Peter wasn’t just smart, he was a genius. If anyone could figure out how to walk out of a high security psychiatric institution, it was him. Somehow mis-routing calls from my neighborhood to the nuthatch—also well within his capabilities. I decided to let myself into Holly’s apartment to see what I could find out.
The first thing I noticed when I walked into Holly’s apartment was that it didn’t smell like her. I couldn’t quite place it, but I could tell someone else had been living here too. Someone messy who’d been sleeping on the couch, judging by the state of her living room.
Napkins and magazines were strewn about, as well as crumbled up bits of paper with unfathomable diagrams drawn on them. Convoluted plans were Peter’s calling card.
It was clear to me that Peter had been living here for the last week. He was probably using her to try and get to me. And I hadn’t noticed her clues in time.
I’d seen her the evening before, so if he’d left with her they couldn’t have gone far.

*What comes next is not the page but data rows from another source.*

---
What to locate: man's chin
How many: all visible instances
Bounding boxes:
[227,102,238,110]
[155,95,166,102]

I started to search other rooms in hope she managed to leave me a clue as to his plans.
But in the bedroom I got my biggest surprise. I recognized Holly’s handwriting on a legal pad on the nightstand and rushed to it. Sure enough—she’d written a note to me, over and over, slightly different wording each time, like she was rehearsing a speech.
The message she was practicing to say was clear, “Will you marry me?”
She was practicing proposing to me? Suddenly I wasn’t dealing with one mystery… but two.